Topic Guides
Six guides written in plain language — covering the topics women ask about most during perimenopause.
Guide 01
What oestrogen and progesterone actually do — and what happens when they start to change.
What this guide covers
Oestrogen is not just a reproductive hormone. It affects your brain, bones, cardiovascular system, skin, joints, and mood. When it starts to fluctuate — and fluctuation is the key word in perimenopause — the whole body notices.
Progesterone declines earlier and more steeply than oestrogen in many women. It is the hormone most associated with calm and sleep quality, which is why sleep is often the first casualty of perimenopause.
The transition is not linear. Oestrogen can spike unpredictably high before falling, which is why some women experience symptoms of both oestrogen excess (breast tenderness, bloating) and oestrogen deficiency (hot flushes, dryness) at different times — or even simultaneously.
Guide 02
Cycles getting shorter, longer, heavier, or unpredictable? Here is what is happening and what to watch for.
What this guide covers
As ovulation becomes less predictable, the menstrual cycle loses its regularity. Cycles may shorten to 21 days or extend past 45. Periods may become lighter and shorter, or dramatically heavier with clotting.
Heavy periods are very common in perimenopause and can lead to iron deficiency and exhaustion. A period that requires changing a pad or tampon every hour for two or more consecutive hours, or that contains large clots, warrants a GP visit.
Bleeding between periods, after sex, or after 12 months of no periods should always be discussed with your GP — these symptoms need to be evaluated, not assumed to be perimenopause.
Guide 03
The direct link between hormones and anxiety, low mood, and emotional sensitivity — and why it is so often missed.
What this guide covers
Oestrogen influences the production and metabolism of serotonin, dopamine, and GABA — the brain chemicals that regulate mood, calm, and pleasure. When oestrogen fluctuates, these systems are destabilised.
This is why perimenopause can bring on anxiety, low mood, or emotional reactivity in women who have never experienced these things before. It is biological, not a character flaw.
The perimenopausal rage many women describe — a sudden, disproportionate response to things that previously did not bother them — is a recognised phenomenon linked to hormonal volatility and sleep deprivation. If low mood persists for more than two weeks, please speak to your GP. Perimenopause is associated with increased risk of depression, and there are effective treatments available.
Guide 04
The hormonal reasons behind poor sleep in perimenopause, and practical strategies grounded in evidence.
What this guide covers
Progesterone has a sedative quality — it helps you reach deep sleep. As it declines in perimenopause, many women begin waking at 3am or find it hard to reach deep, restorative sleep, even before other symptoms appear.
Add night sweats to the mix and you have a perfect storm.
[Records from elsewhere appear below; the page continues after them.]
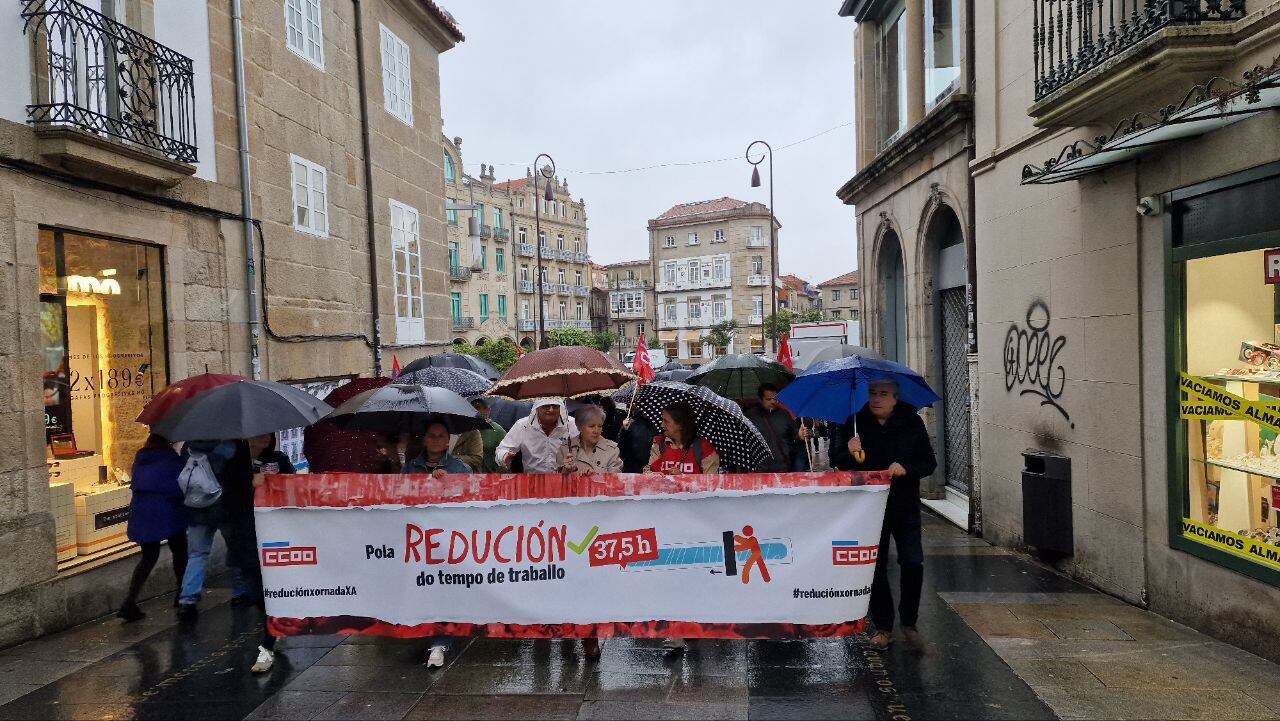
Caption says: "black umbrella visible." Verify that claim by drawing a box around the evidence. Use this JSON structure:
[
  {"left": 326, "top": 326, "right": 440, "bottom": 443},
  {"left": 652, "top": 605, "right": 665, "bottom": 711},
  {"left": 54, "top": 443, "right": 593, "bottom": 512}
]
[
  {"left": 397, "top": 353, "right": 502, "bottom": 380},
  {"left": 396, "top": 366, "right": 493, "bottom": 396},
  {"left": 325, "top": 383, "right": 489, "bottom": 435},
  {"left": 685, "top": 353, "right": 796, "bottom": 398},
  {"left": 151, "top": 380, "right": 332, "bottom": 442},
  {"left": 631, "top": 380, "right": 773, "bottom": 470}
]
The chronic sleep deprivation that results compounds every other symptom: it worsens brain fog, mood instability, fatigue, and metabolic function.
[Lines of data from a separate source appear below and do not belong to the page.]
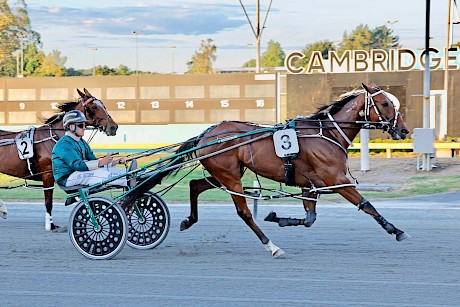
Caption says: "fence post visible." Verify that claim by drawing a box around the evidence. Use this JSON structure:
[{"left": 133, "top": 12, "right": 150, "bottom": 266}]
[{"left": 252, "top": 180, "right": 260, "bottom": 220}]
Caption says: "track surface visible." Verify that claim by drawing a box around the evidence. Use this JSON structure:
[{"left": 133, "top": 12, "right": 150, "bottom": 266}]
[{"left": 0, "top": 193, "right": 460, "bottom": 307}]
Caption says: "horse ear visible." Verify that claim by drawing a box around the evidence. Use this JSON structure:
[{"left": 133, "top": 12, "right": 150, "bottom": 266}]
[
  {"left": 361, "top": 83, "right": 371, "bottom": 93},
  {"left": 77, "top": 88, "right": 85, "bottom": 98}
]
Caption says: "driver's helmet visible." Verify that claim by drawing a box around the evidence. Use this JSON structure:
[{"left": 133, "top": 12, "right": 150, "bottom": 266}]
[{"left": 63, "top": 110, "right": 88, "bottom": 130}]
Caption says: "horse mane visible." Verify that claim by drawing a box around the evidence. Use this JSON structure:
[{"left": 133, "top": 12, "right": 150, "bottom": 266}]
[
  {"left": 306, "top": 88, "right": 378, "bottom": 120},
  {"left": 42, "top": 101, "right": 79, "bottom": 125}
]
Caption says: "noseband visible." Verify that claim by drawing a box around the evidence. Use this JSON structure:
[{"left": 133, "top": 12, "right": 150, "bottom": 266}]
[
  {"left": 361, "top": 90, "right": 400, "bottom": 133},
  {"left": 81, "top": 97, "right": 110, "bottom": 132}
]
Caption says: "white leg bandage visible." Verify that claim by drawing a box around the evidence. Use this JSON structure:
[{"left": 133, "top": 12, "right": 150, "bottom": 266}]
[{"left": 45, "top": 212, "right": 53, "bottom": 231}]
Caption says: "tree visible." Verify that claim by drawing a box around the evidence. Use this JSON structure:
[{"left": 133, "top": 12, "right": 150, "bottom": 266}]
[
  {"left": 0, "top": 0, "right": 40, "bottom": 76},
  {"left": 115, "top": 64, "right": 133, "bottom": 76},
  {"left": 186, "top": 38, "right": 217, "bottom": 74},
  {"left": 24, "top": 44, "right": 45, "bottom": 76},
  {"left": 243, "top": 59, "right": 257, "bottom": 67},
  {"left": 260, "top": 40, "right": 286, "bottom": 68},
  {"left": 295, "top": 40, "right": 334, "bottom": 68}
]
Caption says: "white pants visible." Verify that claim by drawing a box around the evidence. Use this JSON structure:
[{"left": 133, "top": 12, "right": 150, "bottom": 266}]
[{"left": 66, "top": 166, "right": 127, "bottom": 187}]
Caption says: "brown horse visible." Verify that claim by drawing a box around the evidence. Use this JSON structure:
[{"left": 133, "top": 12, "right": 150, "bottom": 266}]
[
  {"left": 148, "top": 84, "right": 409, "bottom": 257},
  {"left": 0, "top": 89, "right": 118, "bottom": 231}
]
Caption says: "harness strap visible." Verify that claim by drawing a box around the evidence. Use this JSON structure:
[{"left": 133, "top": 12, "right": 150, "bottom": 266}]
[{"left": 327, "top": 113, "right": 354, "bottom": 147}]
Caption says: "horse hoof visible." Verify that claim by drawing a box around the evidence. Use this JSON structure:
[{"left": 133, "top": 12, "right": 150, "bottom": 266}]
[
  {"left": 396, "top": 232, "right": 411, "bottom": 241},
  {"left": 273, "top": 248, "right": 286, "bottom": 258},
  {"left": 180, "top": 220, "right": 189, "bottom": 231},
  {"left": 51, "top": 224, "right": 68, "bottom": 233},
  {"left": 264, "top": 211, "right": 276, "bottom": 222}
]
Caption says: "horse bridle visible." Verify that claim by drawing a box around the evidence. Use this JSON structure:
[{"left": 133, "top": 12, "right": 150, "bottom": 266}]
[
  {"left": 81, "top": 96, "right": 110, "bottom": 132},
  {"left": 360, "top": 90, "right": 401, "bottom": 134}
]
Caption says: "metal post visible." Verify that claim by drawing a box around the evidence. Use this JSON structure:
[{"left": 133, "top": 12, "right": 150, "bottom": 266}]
[
  {"left": 256, "top": 0, "right": 261, "bottom": 73},
  {"left": 439, "top": 0, "right": 452, "bottom": 141},
  {"left": 133, "top": 31, "right": 140, "bottom": 75},
  {"left": 91, "top": 48, "right": 98, "bottom": 77},
  {"left": 423, "top": 0, "right": 430, "bottom": 128},
  {"left": 360, "top": 129, "right": 370, "bottom": 172},
  {"left": 422, "top": 0, "right": 431, "bottom": 171},
  {"left": 171, "top": 45, "right": 176, "bottom": 74},
  {"left": 252, "top": 180, "right": 260, "bottom": 219}
]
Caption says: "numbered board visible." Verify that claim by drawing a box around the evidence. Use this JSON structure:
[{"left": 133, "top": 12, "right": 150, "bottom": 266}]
[{"left": 273, "top": 129, "right": 299, "bottom": 158}]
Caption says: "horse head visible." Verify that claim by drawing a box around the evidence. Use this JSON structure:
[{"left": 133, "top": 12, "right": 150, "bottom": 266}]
[
  {"left": 77, "top": 88, "right": 118, "bottom": 136},
  {"left": 360, "top": 83, "right": 409, "bottom": 140}
]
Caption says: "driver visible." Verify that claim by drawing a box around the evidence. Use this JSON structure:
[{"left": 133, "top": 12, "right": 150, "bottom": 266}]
[{"left": 51, "top": 110, "right": 127, "bottom": 187}]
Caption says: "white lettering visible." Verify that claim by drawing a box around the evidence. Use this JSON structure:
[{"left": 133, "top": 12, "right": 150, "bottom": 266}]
[
  {"left": 117, "top": 101, "right": 126, "bottom": 109},
  {"left": 185, "top": 100, "right": 194, "bottom": 109},
  {"left": 284, "top": 48, "right": 460, "bottom": 74},
  {"left": 150, "top": 100, "right": 160, "bottom": 109},
  {"left": 220, "top": 99, "right": 230, "bottom": 108}
]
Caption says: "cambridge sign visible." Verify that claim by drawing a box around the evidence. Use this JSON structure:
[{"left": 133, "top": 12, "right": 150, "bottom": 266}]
[{"left": 284, "top": 48, "right": 460, "bottom": 74}]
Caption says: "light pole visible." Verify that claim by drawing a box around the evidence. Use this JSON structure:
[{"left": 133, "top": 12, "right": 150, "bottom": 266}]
[
  {"left": 246, "top": 43, "right": 253, "bottom": 67},
  {"left": 387, "top": 20, "right": 398, "bottom": 43},
  {"left": 171, "top": 45, "right": 176, "bottom": 74},
  {"left": 133, "top": 31, "right": 141, "bottom": 75},
  {"left": 18, "top": 33, "right": 25, "bottom": 77},
  {"left": 91, "top": 48, "right": 98, "bottom": 77}
]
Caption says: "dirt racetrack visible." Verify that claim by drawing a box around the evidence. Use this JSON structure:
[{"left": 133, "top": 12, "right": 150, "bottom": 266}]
[{"left": 349, "top": 157, "right": 460, "bottom": 192}]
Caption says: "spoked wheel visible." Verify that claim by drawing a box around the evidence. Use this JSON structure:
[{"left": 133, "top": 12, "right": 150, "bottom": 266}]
[
  {"left": 125, "top": 192, "right": 171, "bottom": 249},
  {"left": 69, "top": 197, "right": 128, "bottom": 259}
]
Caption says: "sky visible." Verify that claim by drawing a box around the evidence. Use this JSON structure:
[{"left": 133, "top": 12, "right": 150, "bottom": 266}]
[{"left": 19, "top": 0, "right": 460, "bottom": 73}]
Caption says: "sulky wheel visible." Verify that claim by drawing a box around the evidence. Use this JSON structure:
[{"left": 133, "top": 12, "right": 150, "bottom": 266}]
[
  {"left": 69, "top": 197, "right": 128, "bottom": 259},
  {"left": 125, "top": 192, "right": 170, "bottom": 249}
]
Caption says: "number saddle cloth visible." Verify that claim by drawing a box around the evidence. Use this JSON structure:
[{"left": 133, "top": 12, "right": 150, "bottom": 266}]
[{"left": 14, "top": 127, "right": 35, "bottom": 160}]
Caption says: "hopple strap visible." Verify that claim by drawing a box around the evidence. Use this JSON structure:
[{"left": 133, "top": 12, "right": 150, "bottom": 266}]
[{"left": 283, "top": 157, "right": 295, "bottom": 186}]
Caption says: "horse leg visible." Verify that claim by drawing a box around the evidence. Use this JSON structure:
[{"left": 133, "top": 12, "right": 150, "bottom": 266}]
[
  {"left": 338, "top": 187, "right": 410, "bottom": 241},
  {"left": 180, "top": 177, "right": 216, "bottom": 231},
  {"left": 42, "top": 173, "right": 67, "bottom": 232},
  {"left": 232, "top": 192, "right": 285, "bottom": 258},
  {"left": 0, "top": 199, "right": 8, "bottom": 219},
  {"left": 302, "top": 189, "right": 318, "bottom": 227},
  {"left": 264, "top": 189, "right": 318, "bottom": 227}
]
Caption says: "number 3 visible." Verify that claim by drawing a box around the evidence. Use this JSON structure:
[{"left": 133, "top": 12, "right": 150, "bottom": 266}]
[{"left": 281, "top": 134, "right": 292, "bottom": 150}]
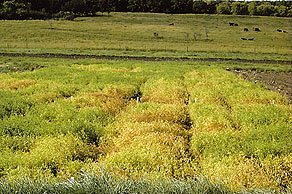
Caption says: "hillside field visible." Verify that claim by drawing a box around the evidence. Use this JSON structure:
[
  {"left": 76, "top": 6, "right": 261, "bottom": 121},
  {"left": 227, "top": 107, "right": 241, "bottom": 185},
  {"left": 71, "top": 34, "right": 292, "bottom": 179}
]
[{"left": 0, "top": 13, "right": 292, "bottom": 194}]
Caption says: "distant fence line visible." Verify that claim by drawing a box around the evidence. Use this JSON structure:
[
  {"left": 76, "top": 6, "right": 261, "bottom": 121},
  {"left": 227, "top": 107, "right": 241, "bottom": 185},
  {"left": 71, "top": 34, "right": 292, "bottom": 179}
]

Evidence-based sleep strategies that help: consistent wake time (even on weekends), keeping your bedroom below 18°C, no alcohol within 3 hours of bed, limiting caffeine after 2pm, and not lying awake in bed for more than 20 minutes. If sleep disruption is severe, your GP can discuss options including addressing night sweats directly.
Guide 05
Evidence-based changes that genuinely make a difference to symptoms — and the myths to ignore.
What this guide covers
Strength training 2–3 times per week is one of the most powerful tools in perimenopause — it helps preserve muscle mass, support bone density, regulate mood, improve sleep, and manage weight. Cardiovascular exercise supports heart health. Yoga and pilates can help with stress and pelvic floor function.
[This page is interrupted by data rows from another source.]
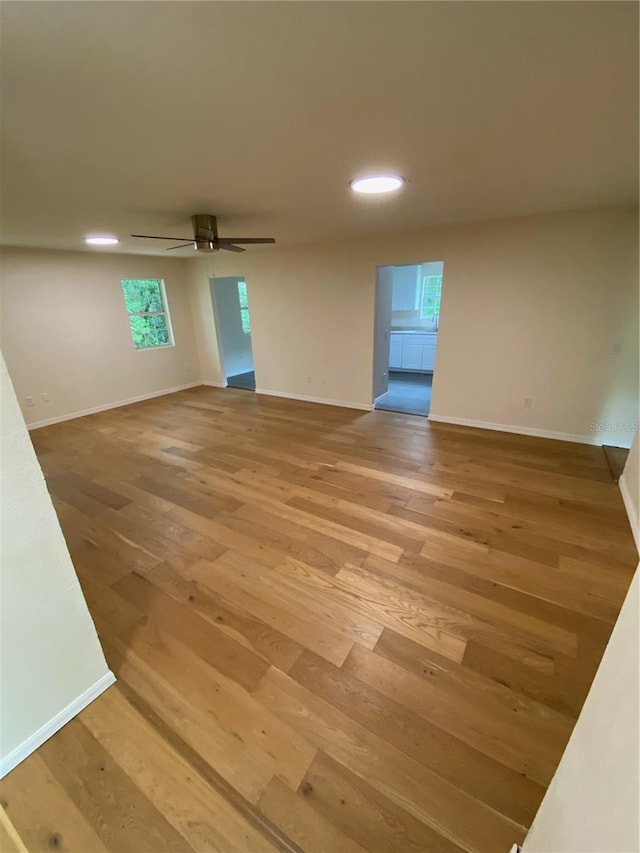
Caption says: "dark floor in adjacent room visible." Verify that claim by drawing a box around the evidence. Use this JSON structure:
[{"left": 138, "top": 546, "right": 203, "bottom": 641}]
[
  {"left": 227, "top": 370, "right": 256, "bottom": 391},
  {"left": 372, "top": 370, "right": 433, "bottom": 415}
]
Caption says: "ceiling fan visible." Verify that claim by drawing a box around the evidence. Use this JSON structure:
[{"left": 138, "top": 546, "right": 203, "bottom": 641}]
[{"left": 130, "top": 213, "right": 276, "bottom": 252}]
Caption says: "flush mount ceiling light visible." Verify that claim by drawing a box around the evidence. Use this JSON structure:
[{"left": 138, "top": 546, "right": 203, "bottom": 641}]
[
  {"left": 84, "top": 234, "right": 120, "bottom": 246},
  {"left": 349, "top": 175, "right": 404, "bottom": 195}
]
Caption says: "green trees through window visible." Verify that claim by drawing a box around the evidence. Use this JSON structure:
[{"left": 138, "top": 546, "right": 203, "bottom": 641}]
[
  {"left": 122, "top": 278, "right": 173, "bottom": 349},
  {"left": 238, "top": 281, "right": 251, "bottom": 335},
  {"left": 420, "top": 275, "right": 442, "bottom": 329}
]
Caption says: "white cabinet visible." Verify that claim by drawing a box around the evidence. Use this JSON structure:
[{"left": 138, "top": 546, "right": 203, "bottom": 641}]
[
  {"left": 389, "top": 334, "right": 404, "bottom": 370},
  {"left": 389, "top": 332, "right": 438, "bottom": 372},
  {"left": 391, "top": 264, "right": 422, "bottom": 311},
  {"left": 421, "top": 335, "right": 437, "bottom": 372},
  {"left": 401, "top": 336, "right": 422, "bottom": 370}
]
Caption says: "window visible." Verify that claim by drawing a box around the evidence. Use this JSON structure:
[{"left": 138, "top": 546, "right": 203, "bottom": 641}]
[
  {"left": 420, "top": 275, "right": 442, "bottom": 329},
  {"left": 122, "top": 278, "right": 173, "bottom": 349},
  {"left": 238, "top": 281, "right": 251, "bottom": 335}
]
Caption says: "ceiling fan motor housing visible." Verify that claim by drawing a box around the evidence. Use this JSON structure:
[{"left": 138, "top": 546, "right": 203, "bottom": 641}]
[{"left": 191, "top": 213, "right": 220, "bottom": 252}]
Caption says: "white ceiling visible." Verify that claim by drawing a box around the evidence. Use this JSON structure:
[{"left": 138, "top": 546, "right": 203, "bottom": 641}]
[{"left": 0, "top": 0, "right": 638, "bottom": 255}]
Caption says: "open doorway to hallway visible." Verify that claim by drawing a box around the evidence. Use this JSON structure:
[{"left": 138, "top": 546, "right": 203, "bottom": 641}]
[
  {"left": 373, "top": 261, "right": 444, "bottom": 416},
  {"left": 209, "top": 276, "right": 256, "bottom": 391}
]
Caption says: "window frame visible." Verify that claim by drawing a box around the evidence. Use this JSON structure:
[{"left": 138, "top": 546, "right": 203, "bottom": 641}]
[
  {"left": 120, "top": 278, "right": 176, "bottom": 352},
  {"left": 238, "top": 278, "right": 251, "bottom": 338},
  {"left": 420, "top": 273, "right": 443, "bottom": 330}
]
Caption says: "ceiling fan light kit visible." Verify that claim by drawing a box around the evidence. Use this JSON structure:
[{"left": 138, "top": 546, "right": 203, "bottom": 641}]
[{"left": 131, "top": 213, "right": 276, "bottom": 254}]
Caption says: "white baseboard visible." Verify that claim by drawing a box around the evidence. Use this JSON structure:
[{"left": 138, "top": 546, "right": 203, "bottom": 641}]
[
  {"left": 618, "top": 474, "right": 640, "bottom": 553},
  {"left": 0, "top": 670, "right": 116, "bottom": 779},
  {"left": 428, "top": 413, "right": 602, "bottom": 445},
  {"left": 27, "top": 380, "right": 203, "bottom": 430},
  {"left": 256, "top": 388, "right": 372, "bottom": 412}
]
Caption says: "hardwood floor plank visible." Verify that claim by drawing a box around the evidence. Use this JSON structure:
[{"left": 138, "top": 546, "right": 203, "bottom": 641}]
[
  {"left": 255, "top": 668, "right": 524, "bottom": 851},
  {"left": 0, "top": 753, "right": 108, "bottom": 853},
  {"left": 258, "top": 779, "right": 364, "bottom": 853},
  {"left": 10, "top": 387, "right": 638, "bottom": 853},
  {"left": 105, "top": 640, "right": 274, "bottom": 803},
  {"left": 189, "top": 555, "right": 354, "bottom": 666},
  {"left": 40, "top": 716, "right": 192, "bottom": 853},
  {"left": 299, "top": 752, "right": 461, "bottom": 853},
  {"left": 82, "top": 689, "right": 276, "bottom": 853},
  {"left": 344, "top": 645, "right": 571, "bottom": 785},
  {"left": 113, "top": 574, "right": 268, "bottom": 690},
  {"left": 290, "top": 652, "right": 544, "bottom": 826}
]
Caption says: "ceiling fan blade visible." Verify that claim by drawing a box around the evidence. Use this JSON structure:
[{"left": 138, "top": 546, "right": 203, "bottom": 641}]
[
  {"left": 129, "top": 234, "right": 207, "bottom": 243},
  {"left": 218, "top": 237, "right": 276, "bottom": 243}
]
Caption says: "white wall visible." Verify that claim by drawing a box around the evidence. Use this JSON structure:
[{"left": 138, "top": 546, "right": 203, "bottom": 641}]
[
  {"left": 523, "top": 572, "right": 640, "bottom": 853},
  {"left": 189, "top": 208, "right": 638, "bottom": 446},
  {"left": 620, "top": 430, "right": 640, "bottom": 551},
  {"left": 0, "top": 350, "right": 113, "bottom": 775},
  {"left": 0, "top": 249, "right": 200, "bottom": 424},
  {"left": 210, "top": 277, "right": 253, "bottom": 377}
]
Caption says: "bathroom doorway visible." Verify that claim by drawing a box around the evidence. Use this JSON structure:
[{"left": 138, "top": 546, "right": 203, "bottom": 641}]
[
  {"left": 209, "top": 276, "right": 256, "bottom": 391},
  {"left": 373, "top": 261, "right": 444, "bottom": 416}
]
Nutrition shifts matter: protein becomes more important for muscle maintenance, and many women find that refined carbohydrates and alcohol amplify symptoms. Phytoestrogens (found in soy, flaxseed, legumes) may help some women with mild symptoms — evidence is mixed, but they are safe to include.
Alcohol is worth an honest look. It fragments sleep, triggers hot flushes, and contributes to anxiety and low mood — three areas already under pressure in perimenopause. Even 2–3 drinks a week can have a measurable impact on symptom burden for some women.
Guide 06
How to work with your GP, what to ask about, and what treatment options exist in the Australian context.
What this guide covers
Many GPs are knowledgeable about perimenopause — but many women still report being dismissed or undertreated. Being informed and specific about your symptoms makes a significant difference. Come prepared with a written list.
MHT (Menopausal Hormone Therapy — the current Australian term for HRT) has undergone a major rehabilitation in the evidence base since the 2002 WHI study. For most healthy women under 60 and within 10 years of menopause, current evidence suggests benefits outweigh risks. Your GP can advise based on your individual health profile.
Under Medicare, GPs can claim a specific item number for perimenopause and menopause management consultations. It is worth asking whether this applies to your appointment. The Australasian Menopause Society (ams.asn.au) also has a Find a Doctor tool for locating GPs with specific menopause training.